Sweet corn freezes beautifully. You won't be disappointed. Natural sugars in sweet corn turn to sticky starch quickly after ripening. At BERRY HILL FRUIT FARM we strive to pick our sweet corn daily at its peak ripeness.
Husk, de-silk and wash cobs. Blanch four to five cobs at a time in boiling water for no more than seven minutes, three minutes blanching will do if you are freezing just the corn kernels. Plunge blanched cobs in icy cold water to cool quickly. Freeze cobs whole, wrapped in freezer paper or freezer bags. You may want to cut the kernels off the cob for freezing in bags. I push the end of the cob in the hole of a bundt cake pan and cut the kernels off so that they fall into the pan. An electric knife works great for this.
WHAT TO DO WITH FROZEN CORN
When cooking corn-on-the-cob, thaw before simmering or steaming. This preserves the flavour and the texture of the corn. Frozen kernel corn may be used in any recipe that calls for corn niblets.
Pepper Niblets Corn
3 C. frozen corn kernels
1 medium red bell pepper
1 onion chopped
1 1/2 C. freezer tomato sauce or can of crushed tomatoes
½ tsp. sugar
2 tsp. olive oil
¼ tsp. ground rosemary
oregano or marjoram
salt and pepper
Saute onion and pepper until soft. Add tomatoes, sugar, salt, pepper, and herbs. Add corn and stir until heated through. This recipe tastes even better when made ahead and re-heated.The kids will love you!
GREEN & WAX BEANS
Beans are easy and economical to freeze. Choose tender, freshly picked beans in season from BERRY HILL FRUIT FARM. Top and tail the beans while the water in your blancher boils.

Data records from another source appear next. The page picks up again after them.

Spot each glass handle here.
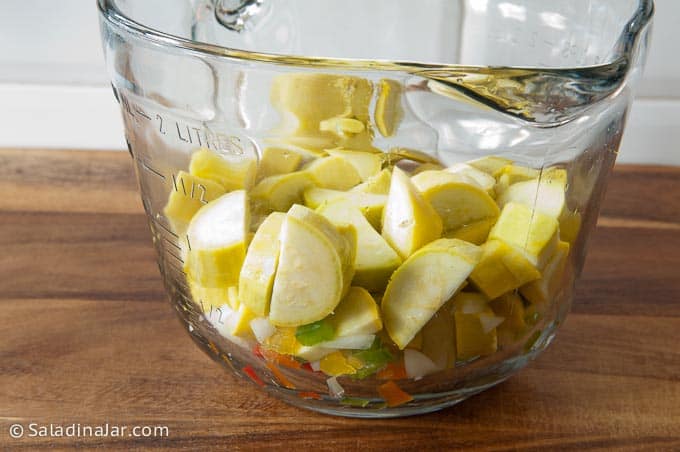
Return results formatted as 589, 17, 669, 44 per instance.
215, 0, 264, 32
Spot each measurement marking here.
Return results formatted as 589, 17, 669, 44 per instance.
163, 236, 182, 251
151, 217, 179, 239
165, 249, 184, 264
140, 160, 165, 180
597, 216, 680, 231
156, 113, 165, 135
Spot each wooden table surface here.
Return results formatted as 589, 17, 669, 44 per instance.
0, 149, 680, 450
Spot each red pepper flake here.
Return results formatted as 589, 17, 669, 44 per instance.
276, 355, 302, 369
298, 391, 321, 400
378, 380, 413, 407
375, 361, 406, 380
266, 362, 295, 389
208, 342, 220, 355
243, 366, 264, 386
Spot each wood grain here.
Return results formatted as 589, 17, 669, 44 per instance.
0, 150, 680, 450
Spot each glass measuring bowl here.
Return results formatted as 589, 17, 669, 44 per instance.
98, 0, 653, 417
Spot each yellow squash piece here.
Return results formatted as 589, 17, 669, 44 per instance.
520, 242, 569, 304
303, 155, 361, 190
319, 116, 366, 138
187, 278, 230, 313
230, 303, 257, 337
185, 190, 250, 287
453, 292, 498, 361
303, 187, 387, 230
239, 212, 286, 317
264, 327, 301, 355
271, 73, 373, 149
330, 287, 382, 337
227, 286, 241, 311
559, 209, 581, 245
163, 171, 224, 235
189, 148, 257, 191
412, 171, 500, 233
420, 305, 456, 369
489, 292, 527, 345
373, 78, 404, 137
317, 200, 401, 292
444, 218, 496, 245
288, 204, 357, 297
251, 171, 314, 213
257, 146, 302, 180
326, 149, 382, 182
319, 351, 357, 377
498, 177, 566, 219
381, 239, 481, 349
489, 202, 559, 269
382, 168, 443, 259
470, 240, 541, 299
351, 168, 392, 195
269, 205, 356, 326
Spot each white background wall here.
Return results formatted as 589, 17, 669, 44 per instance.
0, 0, 680, 165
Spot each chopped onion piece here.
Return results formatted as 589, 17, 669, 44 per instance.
250, 317, 276, 343
319, 334, 375, 350
404, 348, 442, 378
326, 377, 345, 399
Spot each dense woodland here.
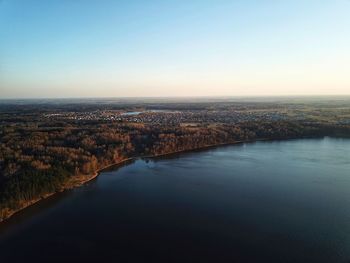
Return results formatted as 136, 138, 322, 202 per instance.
0, 101, 350, 219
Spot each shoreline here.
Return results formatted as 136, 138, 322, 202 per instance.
0, 137, 326, 224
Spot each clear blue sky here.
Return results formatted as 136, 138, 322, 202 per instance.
0, 0, 350, 98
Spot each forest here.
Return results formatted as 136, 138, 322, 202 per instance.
0, 100, 350, 220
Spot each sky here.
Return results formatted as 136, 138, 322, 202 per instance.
0, 0, 350, 99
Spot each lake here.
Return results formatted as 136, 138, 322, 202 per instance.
0, 138, 350, 263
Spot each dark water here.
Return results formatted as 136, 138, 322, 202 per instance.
0, 138, 350, 262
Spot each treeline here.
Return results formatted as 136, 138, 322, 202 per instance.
0, 121, 350, 219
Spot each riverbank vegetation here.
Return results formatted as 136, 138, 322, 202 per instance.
0, 100, 350, 220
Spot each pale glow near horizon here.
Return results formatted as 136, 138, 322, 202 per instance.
0, 0, 350, 98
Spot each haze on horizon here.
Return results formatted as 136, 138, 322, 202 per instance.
0, 0, 350, 99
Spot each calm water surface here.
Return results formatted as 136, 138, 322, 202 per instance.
0, 138, 350, 262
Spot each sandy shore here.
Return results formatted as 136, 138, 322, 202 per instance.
0, 138, 288, 222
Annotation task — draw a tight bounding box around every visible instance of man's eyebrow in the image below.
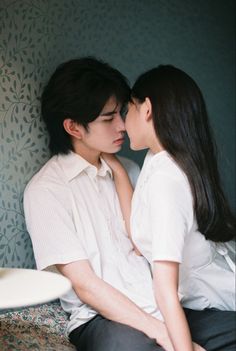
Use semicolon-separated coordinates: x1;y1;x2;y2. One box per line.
100;109;117;116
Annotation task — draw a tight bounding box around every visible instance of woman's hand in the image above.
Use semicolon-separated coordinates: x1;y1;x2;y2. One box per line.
193;342;206;351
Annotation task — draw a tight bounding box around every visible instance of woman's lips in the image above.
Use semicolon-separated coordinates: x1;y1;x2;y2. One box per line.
113;138;125;145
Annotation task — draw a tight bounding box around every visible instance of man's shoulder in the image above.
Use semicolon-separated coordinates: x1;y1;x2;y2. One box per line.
25;156;66;191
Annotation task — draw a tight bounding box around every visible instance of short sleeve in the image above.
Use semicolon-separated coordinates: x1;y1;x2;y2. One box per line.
24;186;87;269
147;174;192;263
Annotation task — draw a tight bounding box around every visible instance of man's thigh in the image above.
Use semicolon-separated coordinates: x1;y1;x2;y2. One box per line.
184;309;236;351
70;315;163;351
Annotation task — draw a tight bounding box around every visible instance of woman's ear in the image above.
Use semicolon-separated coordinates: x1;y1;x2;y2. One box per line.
63;118;83;139
144;97;152;121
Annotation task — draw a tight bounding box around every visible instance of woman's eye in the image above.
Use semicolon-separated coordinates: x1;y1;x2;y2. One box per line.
103;116;114;122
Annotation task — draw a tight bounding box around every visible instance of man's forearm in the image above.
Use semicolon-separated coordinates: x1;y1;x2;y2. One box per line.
58;261;171;351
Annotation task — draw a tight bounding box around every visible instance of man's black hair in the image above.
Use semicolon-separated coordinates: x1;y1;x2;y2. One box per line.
41;57;130;154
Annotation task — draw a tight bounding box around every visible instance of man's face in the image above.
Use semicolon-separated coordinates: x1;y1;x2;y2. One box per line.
82;97;125;153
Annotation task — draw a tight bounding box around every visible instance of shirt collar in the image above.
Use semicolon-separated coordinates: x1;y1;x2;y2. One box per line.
57;151;112;181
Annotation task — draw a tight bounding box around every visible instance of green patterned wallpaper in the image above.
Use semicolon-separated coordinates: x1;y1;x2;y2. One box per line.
0;0;235;267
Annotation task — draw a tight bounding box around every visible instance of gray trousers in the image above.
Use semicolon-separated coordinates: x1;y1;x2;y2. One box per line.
69;309;236;351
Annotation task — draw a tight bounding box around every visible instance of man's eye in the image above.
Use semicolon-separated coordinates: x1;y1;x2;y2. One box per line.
120;104;128;119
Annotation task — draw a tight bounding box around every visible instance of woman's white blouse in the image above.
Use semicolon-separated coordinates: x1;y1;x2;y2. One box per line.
131;151;235;310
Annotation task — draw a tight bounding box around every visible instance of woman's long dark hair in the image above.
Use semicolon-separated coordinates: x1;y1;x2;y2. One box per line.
132;65;235;242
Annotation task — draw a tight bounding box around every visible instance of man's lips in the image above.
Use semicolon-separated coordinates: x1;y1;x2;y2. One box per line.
113;138;125;145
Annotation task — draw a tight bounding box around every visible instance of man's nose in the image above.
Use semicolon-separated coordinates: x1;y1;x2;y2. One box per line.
117;113;125;132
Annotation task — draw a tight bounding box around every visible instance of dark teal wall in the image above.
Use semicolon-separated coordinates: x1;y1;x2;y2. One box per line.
47;0;236;208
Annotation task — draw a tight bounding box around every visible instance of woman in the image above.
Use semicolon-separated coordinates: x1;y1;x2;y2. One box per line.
104;65;236;351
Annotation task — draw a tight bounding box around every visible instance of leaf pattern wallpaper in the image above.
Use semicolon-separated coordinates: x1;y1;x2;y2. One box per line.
0;0;234;268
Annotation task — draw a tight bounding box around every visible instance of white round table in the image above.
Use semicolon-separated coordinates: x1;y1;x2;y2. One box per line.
0;268;71;309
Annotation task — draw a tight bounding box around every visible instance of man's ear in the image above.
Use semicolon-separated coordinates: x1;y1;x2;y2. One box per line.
63;118;83;139
144;97;152;121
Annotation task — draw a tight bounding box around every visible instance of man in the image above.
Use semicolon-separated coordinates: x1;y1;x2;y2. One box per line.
24;58;173;351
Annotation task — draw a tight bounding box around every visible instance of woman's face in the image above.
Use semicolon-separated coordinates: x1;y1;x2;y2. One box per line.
125;99;148;150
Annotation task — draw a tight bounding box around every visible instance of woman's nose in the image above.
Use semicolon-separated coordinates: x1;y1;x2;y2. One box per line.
117;114;125;131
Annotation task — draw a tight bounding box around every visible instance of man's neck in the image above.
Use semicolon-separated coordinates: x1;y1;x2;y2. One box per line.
74;143;101;168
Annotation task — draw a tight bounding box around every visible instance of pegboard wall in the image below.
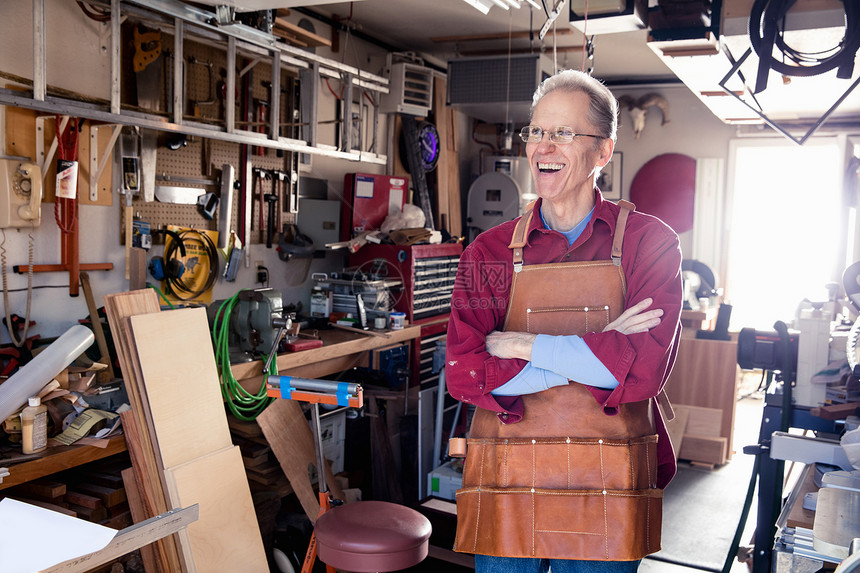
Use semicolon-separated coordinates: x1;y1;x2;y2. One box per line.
120;35;297;243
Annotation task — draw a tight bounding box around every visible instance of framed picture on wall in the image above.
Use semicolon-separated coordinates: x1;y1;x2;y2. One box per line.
597;151;623;201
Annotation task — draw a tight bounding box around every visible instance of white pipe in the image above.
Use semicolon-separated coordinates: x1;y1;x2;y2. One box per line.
0;324;96;421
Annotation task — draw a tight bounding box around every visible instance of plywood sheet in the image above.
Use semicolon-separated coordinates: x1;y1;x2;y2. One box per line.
673;404;723;438
678;434;726;465
130;307;232;470
666;338;738;459
666;405;690;460
164;446;269;573
104;289;181;571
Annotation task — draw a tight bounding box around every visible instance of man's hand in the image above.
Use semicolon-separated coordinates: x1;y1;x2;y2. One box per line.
486;298;663;361
486;330;537;361
603;298;663;334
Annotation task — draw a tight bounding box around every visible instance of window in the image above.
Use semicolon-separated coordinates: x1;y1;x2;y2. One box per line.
726;139;846;330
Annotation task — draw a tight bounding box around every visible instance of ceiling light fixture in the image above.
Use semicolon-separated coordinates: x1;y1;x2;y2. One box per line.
463;0;490;14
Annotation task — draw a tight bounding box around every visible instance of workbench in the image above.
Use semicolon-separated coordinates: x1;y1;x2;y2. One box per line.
230;325;421;392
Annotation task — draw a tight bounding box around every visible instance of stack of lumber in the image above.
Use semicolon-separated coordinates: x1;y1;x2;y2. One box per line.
229;416;293;497
4;460;133;529
667;404;729;467
104;289;268;573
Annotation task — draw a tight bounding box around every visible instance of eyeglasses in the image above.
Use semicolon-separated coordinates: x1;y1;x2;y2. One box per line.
520;125;605;144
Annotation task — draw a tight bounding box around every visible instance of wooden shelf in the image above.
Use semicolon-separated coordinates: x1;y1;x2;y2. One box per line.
230;324;421;392
0;436;126;490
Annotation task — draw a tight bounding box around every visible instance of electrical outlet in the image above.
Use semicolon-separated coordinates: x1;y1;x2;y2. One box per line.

Place two large hand-fulls of beans in the boiling water. Count three minutes after the water returns to a boil. Plunge drained beans in ice water to cool. Drain again on a large absorbent towel and dry beans off a bit. Freeze beans in small or medium-sized freezer bags, squeezing out the excess air.
WHAT TO DO WITH FROZEN BEANS
Steam or simmer frozen beans until done the way you prefer. Add a pat of butter and a shake of Mrs. Dash seasonings. These are delicious with a roast beef dinner.
Try this recipe for a special occasion.
Green Beans with Toasted Almonds
1 larger bag of frozen green beans,
1 tbsp. olive oil
1 tbsp. butter
Toasted slivered or sliced almonds, for garnish
Cook green beans 5 (or more) minutes in 1-inch boiling water, covered. Drain beans and return pan to heat.
Add oil and butter to the pan. Toss beans in oil and melted butter. Season the beans with a little salt and transfer to a serving plate.
Garnish green beans with toasted slivered or sliced almonds. Great for guests!
For flavour, there's nothing like home canned tomatoes. Tomatoes are just not the same from the freezer. Tomato sauce, on the other hand, freezes very well. Try this tasty tomato sauce in stews, soups, casseroles or as a base for pasta sauce.
Freezer Tomato Sauce
10 lbs. firm, ripe tomatoes, peeled and chopped (about 20 large)
5 cloves of minced garlic
2-4 tbsp. sugar
2 tsp. salt
½ tsp. fresh ground pepper
In a 8-10 quart non-aluminum pan, combine ingredients, bring to a boil, and simmer uncovered for 20 minutes. Cool before you puree into a sauce. I use a food mill, but a blender or food processor will work too. Ladle sauce into containers, label and freeze.
To peel tomatoes: Dip clean tomatoes in boiling water for a short time until skins split. Then dip in cold water to cool. Peels should slip off in your hands.
HOW TO USE FREEZER TOMATO SAUCE
For Soups: Add water, cooked ground beef or chicken or a can of beans, vegetables & herbs (celery, parsley, carrots, leeks, cabbage, frozen green beans), boullion, salt and pepper. Add noodles, rice or barley. Simmer and serve with crusty bread for a tasty, portable meal.
For Stew: Pour sauce and a little extra water over stewing beef, onion, celery, potatoes and seasonings (your own of from a package). Cook in slow cooker 6-8 hours.
For Pasta: Add cooked ground beef or meatballs to sauce. Add Italian herbs and sautéed onions, and vegetables if desired. Simmer until the sauce is the right consistancy. Serve over pasta with grated Parmesan cheese.